Pertanyaan wartawan yang bertubi-tubi kepada berbagai pihak yang terkait dengan pelayaran di Muara Angke, Jakarta Utara, terkait dengan kebakaran Kapal Motor (KM) Zahro Express di Teluk Jakarta setelah berlayar 15 menit dari Pelabuhan Kaliadem, Jakarta Utara (1/1) hanya berkutat soal jumlah penumpang.
Padahal, ada hal-hal yang lebih penting ditanya karena menyangkut keselamatan penumpang dan anak buah kapal (ABK). Lagi pula tidak ada kaitan langsung antara kelebihan penumpang dengan kebakaran di kapal itu,
Pulau Tidung merupakan salah satu objek wisata di Kepulauan Seribu yang terkenal karena ada jembatan penghubung antar dua pulau di sana. Kolong jembatan ini bisa dilewati oleh kapal pesiar sehingga menimbulkan kesan tersendiri bagi pengunjung yang melewati jembatan.
SOS
Maka, kalau saja wartawan jeli pertanyaan yang diajukan adalah:
- Sebelum diizinkan berlayar apakah Kesyahbandaran dan Otoritas Pelabuhan Muara Angke yang meneluarkan izin berlayar sudah mengecek secara fisik: (a) jumlah pelampung, (b) tempat pelampung, (c) informasi cara-cara penyelamatan, (d) kondisi mesin kapal, (e) radio komunikasi, (f) alat pemadam kebakaran, (g) kesiapan ABK memadamkan api, (h) kesiapan ABK dalam membantu penumpang menyelematkan diri, dst?
- Dari gambar-gambar yang ditayangkan televisi sama sekali tidak ada tampak upaya memadakan api: Mengapa ABK tidak berusaha memadamkan api?
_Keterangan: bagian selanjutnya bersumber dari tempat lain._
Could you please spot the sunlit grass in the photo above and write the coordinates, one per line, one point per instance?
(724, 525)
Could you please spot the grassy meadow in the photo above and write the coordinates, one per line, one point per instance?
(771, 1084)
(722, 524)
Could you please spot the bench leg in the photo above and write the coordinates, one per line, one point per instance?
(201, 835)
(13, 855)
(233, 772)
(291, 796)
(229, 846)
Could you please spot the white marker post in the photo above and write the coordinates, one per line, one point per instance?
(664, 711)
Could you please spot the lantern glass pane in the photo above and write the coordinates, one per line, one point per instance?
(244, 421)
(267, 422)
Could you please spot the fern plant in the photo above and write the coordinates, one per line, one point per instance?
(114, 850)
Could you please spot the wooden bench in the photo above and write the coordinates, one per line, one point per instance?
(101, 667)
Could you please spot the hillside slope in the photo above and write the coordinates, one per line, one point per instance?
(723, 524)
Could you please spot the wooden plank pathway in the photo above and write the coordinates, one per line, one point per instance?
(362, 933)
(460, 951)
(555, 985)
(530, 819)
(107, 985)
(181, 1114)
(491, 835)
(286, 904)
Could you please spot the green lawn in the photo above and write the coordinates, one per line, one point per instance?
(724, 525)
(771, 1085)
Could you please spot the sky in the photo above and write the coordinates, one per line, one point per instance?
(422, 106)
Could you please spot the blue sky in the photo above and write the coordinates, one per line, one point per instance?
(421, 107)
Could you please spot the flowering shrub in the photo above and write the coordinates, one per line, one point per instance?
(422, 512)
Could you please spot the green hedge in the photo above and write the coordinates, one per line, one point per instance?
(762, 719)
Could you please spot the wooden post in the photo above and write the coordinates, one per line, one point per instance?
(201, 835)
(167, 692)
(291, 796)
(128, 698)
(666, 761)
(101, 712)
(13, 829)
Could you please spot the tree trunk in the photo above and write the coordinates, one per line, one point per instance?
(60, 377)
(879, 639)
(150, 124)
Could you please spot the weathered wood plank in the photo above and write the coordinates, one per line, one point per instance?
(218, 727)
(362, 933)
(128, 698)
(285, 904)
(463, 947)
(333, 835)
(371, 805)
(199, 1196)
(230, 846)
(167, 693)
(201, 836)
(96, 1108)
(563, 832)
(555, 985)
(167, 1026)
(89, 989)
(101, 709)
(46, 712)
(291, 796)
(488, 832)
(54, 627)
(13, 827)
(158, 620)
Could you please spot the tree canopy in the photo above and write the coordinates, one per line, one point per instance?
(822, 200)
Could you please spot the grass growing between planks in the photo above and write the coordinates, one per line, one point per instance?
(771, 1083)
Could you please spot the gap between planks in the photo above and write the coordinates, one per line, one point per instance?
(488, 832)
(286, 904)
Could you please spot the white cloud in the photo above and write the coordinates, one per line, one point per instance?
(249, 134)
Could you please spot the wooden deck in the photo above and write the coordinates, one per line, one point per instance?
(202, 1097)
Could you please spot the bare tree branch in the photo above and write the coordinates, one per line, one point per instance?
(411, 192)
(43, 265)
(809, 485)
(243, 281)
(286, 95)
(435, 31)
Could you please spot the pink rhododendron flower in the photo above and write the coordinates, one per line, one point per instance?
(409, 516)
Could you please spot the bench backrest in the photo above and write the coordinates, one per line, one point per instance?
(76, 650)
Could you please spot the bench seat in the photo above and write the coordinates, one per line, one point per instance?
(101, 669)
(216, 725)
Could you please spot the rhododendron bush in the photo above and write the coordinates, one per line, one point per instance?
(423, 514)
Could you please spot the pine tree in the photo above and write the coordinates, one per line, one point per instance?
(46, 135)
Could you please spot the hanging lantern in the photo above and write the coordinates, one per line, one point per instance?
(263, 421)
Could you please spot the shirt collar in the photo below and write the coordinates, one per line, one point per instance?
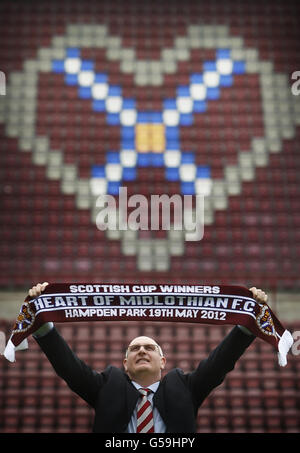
(152, 387)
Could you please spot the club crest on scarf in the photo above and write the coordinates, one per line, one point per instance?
(24, 320)
(265, 322)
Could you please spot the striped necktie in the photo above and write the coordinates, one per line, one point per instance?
(144, 413)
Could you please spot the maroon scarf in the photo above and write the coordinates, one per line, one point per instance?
(203, 304)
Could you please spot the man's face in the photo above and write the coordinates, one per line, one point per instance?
(144, 359)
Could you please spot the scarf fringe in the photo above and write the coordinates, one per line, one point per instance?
(284, 345)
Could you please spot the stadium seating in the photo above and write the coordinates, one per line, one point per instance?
(242, 148)
(257, 396)
(252, 232)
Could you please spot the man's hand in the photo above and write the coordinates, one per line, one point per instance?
(259, 295)
(36, 291)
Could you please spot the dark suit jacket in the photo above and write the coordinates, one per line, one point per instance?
(114, 397)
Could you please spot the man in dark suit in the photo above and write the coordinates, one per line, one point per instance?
(171, 403)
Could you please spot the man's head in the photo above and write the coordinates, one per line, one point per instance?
(144, 361)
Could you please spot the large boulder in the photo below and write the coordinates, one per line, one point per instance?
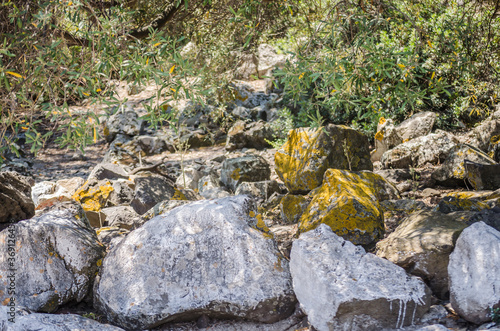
(422, 245)
(15, 197)
(433, 148)
(248, 168)
(348, 202)
(341, 287)
(56, 322)
(304, 158)
(56, 257)
(452, 172)
(474, 272)
(198, 259)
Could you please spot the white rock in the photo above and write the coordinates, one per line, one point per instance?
(341, 287)
(474, 272)
(198, 259)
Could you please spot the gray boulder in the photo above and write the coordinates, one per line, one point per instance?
(198, 259)
(474, 271)
(452, 172)
(15, 197)
(56, 322)
(125, 122)
(422, 245)
(56, 259)
(248, 168)
(433, 148)
(341, 287)
(250, 135)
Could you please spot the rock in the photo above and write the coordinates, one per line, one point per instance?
(433, 148)
(261, 191)
(474, 271)
(122, 193)
(71, 184)
(418, 125)
(93, 195)
(248, 168)
(250, 135)
(480, 136)
(123, 122)
(162, 208)
(452, 172)
(56, 322)
(494, 148)
(395, 211)
(189, 179)
(111, 236)
(483, 177)
(268, 59)
(56, 259)
(422, 245)
(304, 158)
(292, 207)
(15, 197)
(341, 287)
(123, 217)
(348, 202)
(108, 171)
(386, 138)
(221, 268)
(450, 204)
(149, 191)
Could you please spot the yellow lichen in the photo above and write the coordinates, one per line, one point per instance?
(347, 203)
(93, 198)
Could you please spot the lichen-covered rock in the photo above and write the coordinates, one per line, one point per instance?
(93, 195)
(452, 172)
(151, 190)
(417, 125)
(385, 138)
(433, 148)
(250, 135)
(56, 322)
(56, 254)
(451, 203)
(348, 202)
(483, 176)
(123, 217)
(199, 259)
(422, 245)
(261, 191)
(123, 122)
(481, 135)
(292, 207)
(15, 197)
(474, 271)
(248, 168)
(304, 158)
(341, 287)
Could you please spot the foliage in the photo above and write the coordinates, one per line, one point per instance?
(392, 59)
(55, 54)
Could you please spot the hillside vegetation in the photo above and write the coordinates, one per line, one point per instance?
(351, 62)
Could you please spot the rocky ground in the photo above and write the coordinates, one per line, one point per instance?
(324, 233)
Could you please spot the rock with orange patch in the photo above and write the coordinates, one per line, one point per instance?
(348, 202)
(210, 257)
(55, 258)
(248, 168)
(304, 158)
(452, 172)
- Apakah ABK, khususnya markonis atau radio officer, disebut juga spark, mengirimkan pesan "SOS" (Save Our Souls) ke syahbandar dan kapal-kapal lain yang berlayar di Teluk Jakarta ketika terjadi kebakaran di kapal?
- Apakah di KM Zahro Express tersedia informasi yang jelas tentang prosedur penyelamatan jika terjadi kebakaran, kebocoran kapal, dll?
- Apakah ABK KM Zahro Express melalukan peragaan tentang cara-cara penyelamatan jika terjadi kebakaran, kebocoran kapal, dll.?
Lima pertanyaan ini jadi kunci yang terkait langsung dengan keamanan dan keselamatan penumpang Zahro Express, tapi tidak muncul ke permukaan.
Jika syahbandar tidak memeriksa kelengkapan kapal seperti pada poin 1 tapi memberikan izin berlayar tentulah hal itu merupakan perbuatan yang melawan hukum karena mengabaikan keselatan ABK dan penumpang.
Tapi, wartawan tetap saja bertanya soal jumlah penumpang. Bahkan, ketika mewawancarai Kepala KNKT pun yang ditanya tetap jumlah penumpang. Kalau jumlah penumpang melebihi kapasitas yang terjadi bukan kebakaran, tapi kapal oleng dan bisa tenggelam.
Jumlah penumpang saat itu 184. Kapasitas daya angkut kapal 285. Kapal berjalar menuju Pulau Tidur di Kepulauan Seribu, Teluk Jakarta. Korban tewas dilaporkan 23 dan hilang 17. Ada penumpang yang selamat mengatakan bahwa dia melihat dengan jelas tidak semua penumpang memakai pelampung (wartakota.tribunnews.com, 1 Januari 2017).
Terkait dengan jumlah penumpang yang perlu ditanya wartawan adalah: apakah syahbandar memberikan tiket resmi kepada semua penumpang?
Pemadaman Api
Jika ada penumpang yang tidak memegang tiket tentu akan jadi masalah besar untuk klaim asuransi. Banyak yang anggap remeh tentang tiket ini. Misalnya, jika sebuah kepal terbang kecelakaan kalau ada penumpang yang tewas atau luka-luka tapi duduk di kursi yang tidak sesuai dengan nomor kursi di boarding pass, maka asuransi akan menolak klaim penumpang tersebut.
Disebutkan dalam berita bahwa nakhoda KM Zahro Express menaikkan penumpang ke kapalnya biar pun tidak tercatat dalam manifes pelayaran. Diberitakan pula bahwa dalam manifes hanya ada tercatat 100 penumpang (kompas.com, 1 Januari 2017). Ini akan jadi persoalan bagi penumpang luka-luka dan tewas jika nama mereka tidak terdapat dalam manifes dan tidak pula memegang tiket resmi.